At Balkh Airfield in the Mazar-e-Sharif region of northern Afghanistan, Taliban fighters take pictures of a Russian-made MI-17 helicopter.

Top Taliban officials are on board. Sitting in the cockpit is his former enemy: the old Afghan Air Force pilot.

Maulvi Abdullah Mansoor, the Taliban commander in charge of the airfield, showed me around the fleet he now controls. This includes attack helicopters and fighter jets donated by the international forces to the previous government.

Under the old government, planes were often used to target groups. It is not clear how they will be used now that the war is over. “They are here if we ever need them in the future,” Mansoor said.

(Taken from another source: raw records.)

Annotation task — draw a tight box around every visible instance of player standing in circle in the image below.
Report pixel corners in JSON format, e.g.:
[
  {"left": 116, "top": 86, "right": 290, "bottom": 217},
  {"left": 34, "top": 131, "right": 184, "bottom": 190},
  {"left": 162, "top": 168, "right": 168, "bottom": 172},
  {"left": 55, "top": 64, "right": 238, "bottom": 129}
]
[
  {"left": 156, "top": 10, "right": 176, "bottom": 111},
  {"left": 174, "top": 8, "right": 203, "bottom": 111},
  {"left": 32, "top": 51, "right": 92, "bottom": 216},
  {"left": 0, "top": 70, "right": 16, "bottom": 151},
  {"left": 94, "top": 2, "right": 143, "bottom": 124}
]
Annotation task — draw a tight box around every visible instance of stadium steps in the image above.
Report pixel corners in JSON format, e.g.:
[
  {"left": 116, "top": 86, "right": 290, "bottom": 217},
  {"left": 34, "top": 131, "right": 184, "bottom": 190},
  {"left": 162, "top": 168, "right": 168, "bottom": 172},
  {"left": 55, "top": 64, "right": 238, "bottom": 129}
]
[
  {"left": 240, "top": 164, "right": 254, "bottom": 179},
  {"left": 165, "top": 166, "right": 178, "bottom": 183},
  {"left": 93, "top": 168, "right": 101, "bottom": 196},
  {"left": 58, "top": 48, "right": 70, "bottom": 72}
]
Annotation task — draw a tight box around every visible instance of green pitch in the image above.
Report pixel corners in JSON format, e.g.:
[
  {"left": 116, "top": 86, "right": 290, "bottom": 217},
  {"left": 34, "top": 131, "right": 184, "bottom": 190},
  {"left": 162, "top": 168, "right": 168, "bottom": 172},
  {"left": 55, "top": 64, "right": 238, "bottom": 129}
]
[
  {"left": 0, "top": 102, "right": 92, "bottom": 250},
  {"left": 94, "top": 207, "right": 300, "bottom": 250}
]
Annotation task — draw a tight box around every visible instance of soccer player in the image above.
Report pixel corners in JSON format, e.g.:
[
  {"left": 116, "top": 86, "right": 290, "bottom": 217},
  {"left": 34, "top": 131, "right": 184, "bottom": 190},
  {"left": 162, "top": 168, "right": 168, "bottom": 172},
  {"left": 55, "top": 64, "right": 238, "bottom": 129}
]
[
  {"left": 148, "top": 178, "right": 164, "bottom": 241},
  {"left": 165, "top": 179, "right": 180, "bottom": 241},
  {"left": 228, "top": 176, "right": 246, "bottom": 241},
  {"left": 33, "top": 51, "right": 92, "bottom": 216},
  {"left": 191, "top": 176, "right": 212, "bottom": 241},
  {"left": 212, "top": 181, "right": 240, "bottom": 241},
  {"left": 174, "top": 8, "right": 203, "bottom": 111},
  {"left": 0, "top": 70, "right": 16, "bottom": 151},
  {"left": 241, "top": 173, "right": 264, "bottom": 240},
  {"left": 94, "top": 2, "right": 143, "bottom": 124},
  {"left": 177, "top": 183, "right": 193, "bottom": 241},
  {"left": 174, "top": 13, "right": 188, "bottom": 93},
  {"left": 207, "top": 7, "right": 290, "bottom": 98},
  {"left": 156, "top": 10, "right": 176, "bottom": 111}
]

A girl at a second-hand market in Mazar-e-Sharif, Afghanistan, has been forced to sell her wares to some Afghans so that they can meet their needs.

When the Taliban advanced across Afghanistan before the August victory, dozens of pilots fled the country in fear of their lives. But others continued and now work under the leadership of the Taliban, reassured, with the assurance of a general amnesty.

I ask Maulvi Mansoor how it feels now to work with the men he was fighting against. “We always knew in our hearts that we would conquer and liberate the country,” he said, “but we also knew that one morning we would work together because they are our compatriots.”

Sitting next to him is Gul Rehman, a helicopter pilot. He appears cautious in his responses, insisting that once he heard about the Taliban’s pardon, he was never afraid to return to work.

“It was inevitable that it would happen one day,” he says. “We never thought we could go our separate ways forever.”